All through life there's change and loss, yet our culture pathologizes grief and the conflicted, negative emotions associated with loss. Our healthcare system is in crisis because it's been run like a business with policy decisions dictated by the pharmaceutical companies. It's important to think about that, especially when it comes to mental health. Our western medicine with its' advertising media have been powerfully convincing. To not feel emotional pain may sound like a good idea, but we'd be better served if we'd come to terms with our collective inability to self-regulate when it comes to our emotional attachments, our desires, and whatever it is we feel we're entitled to. In education, we'd be wiser to value emotional intelligence as much as we value learning the ability to logically debate.
Yoga philosophy tells us that what we 'see' and what we think we know is very limited. It's helpful to think energetically when coming to terms with emotional pain. Anger has fire. You can be creative or you can be destructive with anger. If you're conscious of what you're feeling, you have a choice. In the heat of the moment it can be hard to remember that. But bringing consciousness to what you're feeling becomes a practice and often the heart of what's being developed in therapy.

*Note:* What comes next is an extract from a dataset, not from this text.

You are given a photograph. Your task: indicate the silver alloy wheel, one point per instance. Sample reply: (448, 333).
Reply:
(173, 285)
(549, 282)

People come to therapy for lots of different reasons. There may be anxiety, some form of addiction, unacknowledged fear that's become a phobia, a sense of hopelessness, guilt, shame, ruminating thoughts, compulsive behavior, or anger that's being poorly expressed and threatening to destroy a relationship. You don't need to be in therapy to become conscious. But therapy provides a protected space in order to process something that has happened or is happening. It provides a witness, free of attachment or projection which at times can be profoundly healing, and at other times extremely challenging.
There are many conversations main-streaming the importance of mental health. It's important to remember that grieving is not 'mental illness' and the process to move through it doesn't have to result in disability, disease, addiction, or any other maladaptive response to life stress. Rather, we have the ability to stop and reflect and become more consciously aware. We can adapt and we change. We can learn to listen more deeply and tap into that triumph of the human spirit that's conscious and creative and uniquely our own.